US News and World Report
By Lauren Fox
August 22, 2013
While anti-immigration groups struggle to wrangle together enough supporters to rally at town halls, pro-immigration reform organizations have been busy walking 285 miles from Sacramento to Bakersfield, Calif., practicing civil disobedience outside of ICE detention facilities in Arizona and gathering in droves in GOP congressional leader's districts.
The recess is starkly different from the spring of 2007 when Sen. John McCain's, R-Ariz., town hall meetings devolved into screaming matches and enraged constituents flooded congressional offices with faxes and phone calls.
"The dismal showing of anti-immigrant activists this August recess only shows the amazing traction our movement has – business, faith, labor, civil rights, and the immigrant community stand united for real immigration reform that protects our families from senseless deportations by providing a clear path to citizenship," says Cristina Jimenez, managing director of United We Dream, a pro-immigration advocacy group. "DREAMers defined the debate and won the American people over."
It is true that public opinion has evolved quickly. A Washington Post/ABC News poll in July showed 55 percent of Americans support the Senate's path to citizenship for the 11 million immigrants who entered the country illegally, but it is still unclear whether the strong recess showing will be enough to convince GOP lawmakers at the top it is time to push for a path to citizenship for immigrants.
On Capitol Hill, the advocacy groups' actions are not making much of a difference. Key staffers say leadership is sticking with its promise to pursue immigration reform with a piecemeal approach.

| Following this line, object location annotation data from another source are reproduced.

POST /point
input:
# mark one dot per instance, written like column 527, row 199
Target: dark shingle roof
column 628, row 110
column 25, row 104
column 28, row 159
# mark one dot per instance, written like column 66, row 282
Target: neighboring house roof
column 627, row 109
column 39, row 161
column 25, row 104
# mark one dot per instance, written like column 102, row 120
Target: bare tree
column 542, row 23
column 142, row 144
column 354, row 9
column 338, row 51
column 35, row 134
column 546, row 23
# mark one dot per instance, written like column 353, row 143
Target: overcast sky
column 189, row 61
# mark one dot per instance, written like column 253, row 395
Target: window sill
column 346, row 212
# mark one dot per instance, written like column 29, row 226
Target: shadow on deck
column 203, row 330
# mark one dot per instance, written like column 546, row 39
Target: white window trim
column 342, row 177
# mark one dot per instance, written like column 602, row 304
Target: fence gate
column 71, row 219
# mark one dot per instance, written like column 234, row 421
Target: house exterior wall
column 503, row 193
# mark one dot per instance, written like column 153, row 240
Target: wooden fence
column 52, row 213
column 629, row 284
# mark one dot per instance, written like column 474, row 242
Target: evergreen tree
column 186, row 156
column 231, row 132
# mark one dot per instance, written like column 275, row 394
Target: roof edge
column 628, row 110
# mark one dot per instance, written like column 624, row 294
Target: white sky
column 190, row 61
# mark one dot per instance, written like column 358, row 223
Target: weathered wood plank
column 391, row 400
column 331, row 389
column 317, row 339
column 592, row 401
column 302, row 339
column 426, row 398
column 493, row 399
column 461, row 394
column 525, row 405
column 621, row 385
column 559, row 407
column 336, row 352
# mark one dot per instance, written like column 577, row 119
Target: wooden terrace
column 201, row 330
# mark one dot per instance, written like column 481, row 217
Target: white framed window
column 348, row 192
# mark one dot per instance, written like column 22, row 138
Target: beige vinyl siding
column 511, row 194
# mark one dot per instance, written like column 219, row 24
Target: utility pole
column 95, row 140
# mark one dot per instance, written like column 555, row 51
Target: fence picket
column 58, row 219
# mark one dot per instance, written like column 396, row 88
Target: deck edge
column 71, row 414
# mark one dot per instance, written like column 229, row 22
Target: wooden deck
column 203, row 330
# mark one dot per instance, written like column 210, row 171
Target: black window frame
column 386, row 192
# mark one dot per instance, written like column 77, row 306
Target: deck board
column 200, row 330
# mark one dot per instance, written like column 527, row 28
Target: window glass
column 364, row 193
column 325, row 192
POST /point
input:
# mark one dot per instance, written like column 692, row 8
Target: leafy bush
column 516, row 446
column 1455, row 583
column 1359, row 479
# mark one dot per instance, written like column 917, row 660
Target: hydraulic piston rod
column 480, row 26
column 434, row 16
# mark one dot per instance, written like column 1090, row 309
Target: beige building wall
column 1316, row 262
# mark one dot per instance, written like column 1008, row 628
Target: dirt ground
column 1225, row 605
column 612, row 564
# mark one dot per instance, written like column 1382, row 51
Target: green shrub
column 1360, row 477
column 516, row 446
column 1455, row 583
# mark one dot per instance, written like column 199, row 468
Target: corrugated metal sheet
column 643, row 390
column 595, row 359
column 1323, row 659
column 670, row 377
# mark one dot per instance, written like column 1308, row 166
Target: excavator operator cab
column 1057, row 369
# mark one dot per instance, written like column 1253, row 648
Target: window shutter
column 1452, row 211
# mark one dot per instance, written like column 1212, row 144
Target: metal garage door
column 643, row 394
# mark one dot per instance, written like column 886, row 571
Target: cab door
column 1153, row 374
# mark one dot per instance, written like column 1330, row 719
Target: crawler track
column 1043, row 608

Majority Whip Rep. Kevin McCarthy, R-Calif., who hails from a 35 percent Latino district has seen an influx of immigration supporters at his Bakersfield, Calif., headquarters, but has not embraced a path to citizenship.
And House Judiciary Committee Chairman Bob Goodlatte, R-Va., who has ushered individual immigration bills through his committee, has drawn a line against a "special path " to citizenship for immigrants who are living in the U.S. illegally already, but left the door open to some sort of legal status.
At a town hall meeting in Verona, Va., Goodlatte told a crowd he was committed to pursuing enforcement measures first "even if it doesn't go all the way through to be signed by the president."
The silver lining for pro-immigration advocates is that while leaders in the GOP don't appear to be budging, a few rank-and-file members have taken the opportunity to show they are willing to consider citizenship for immigrants who are in the country illegally.
Rep. Aaron Schock, R-Ill., told constituents at a town hall meeting that after a "probationary period" and paid back taxes, immigrants could be put on a path to citizenship.
"I think there needs to be a secure border, and I think when that happens and people have paid their back taxes and they haven't committed any violation of laws, they've been here on a probationary period, then they can apply for citizenship and go to the back of the line," Schock said. Although, his spokesman says that Schock did not definitively come out in support for a "path to citizenship."
And Rep. Daniel Webster, R-Fla., also told the Orlando Sentinel that a path to citizenship had to be included in an immigration bill if it was going to make it the president's desk.
"More and more Republicans are listening to the American people and our community," Jimenez says. "If they don't deliver immigration reform, there will be a staggering political price to pay.